American Express Is Making Smart Branded Content Millennials Will Love
For the first time, American Express is creating custom marketing and advertising content that reads as editorial. Here’s a roundup of their new campaigns with Bustle, Buzzfeed, and Vox.
American Express is joining the custom branded content game, and their foray into the space looks promising.
Rather than “shouting” at the mass market as they have since time immemorial, AmEx is launching smaller, focused campaigns with the help of young, millennial-focused platforms Buzzfeed, Vox, and Bustle, according to Digiday.
Seeking to have a meaningful impact with each concept, the credit card company is helping produce branded partnerships that provide real value to the millennial customers they want to reach to promote their “Pay It Plan It” feature.
We’ve taken notice of the rise of smart, engaging branded content of late, such as the branded podcasts that function as advertisements that people actually want to hear. AmEx clearly sees the trend of needing to create content that benefits the reader, viewer, listener, etc., and wants to deliver that content to places they know millennials will be going.
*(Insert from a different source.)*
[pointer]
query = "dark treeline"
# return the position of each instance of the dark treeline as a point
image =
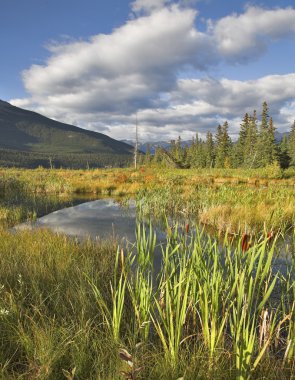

AmEx is teaming up with Buzzfeed in two areas: First, they’ll be the exclusive launch partner of the new Buzzfeed Reviews. They’ll also be the first sponsor of Buzzfeed Tasty’s “Friend in Town” show, the platform’s stab at the kind of tourism-and-food-and-experiences show in the vein of “No Reservations” and other travelogue shows.
With Vox, AmEx will sponsor The Goods by Vox, which includes 12 editorial videos and a newsletter, as well as Explainer videos (a format Vox has become famous for) about wise spending. They’ll also sponsor Eater’s Kitchen Gadget Test Show, with an emphasis on seeing which devices are worth the price.
For Bustle, AmEx will have custom illustrated articles with advice on making sound financial decisions, to be coupled with digital banner ads.
What are the main takeaways here?
Easy integration is key
The “four main passion areas” of AmEx card members are reportedly travel, entertainment, home, and tech. The content discussed above, which focuses on almost these exact spaces, are clear and obvious integrations for the brand and the product, which will help it from feeling forced or awkward.
This content could live without AmEx
If the AmEx logo and mentions of the brand were removed from almost all of these forms of content, they would still be useful and interesting to consumers. That’s by design: The videos, articles, and newsletters are just as informative and entertaining as non-branded content, but with a little extra emphasis on a specific tool (in this case, Pay It Plan It) to help things along.
This is just the beginning
According to Terryn Lance of AmEx, who spoke to Digiday, custom content will be the focus for AmEx going forward. Brands are getting smarter about where and how to meet the customers they’re trying to reach—so expect more of your content to feature brands cozied up to editorial in increasingly inventive ways.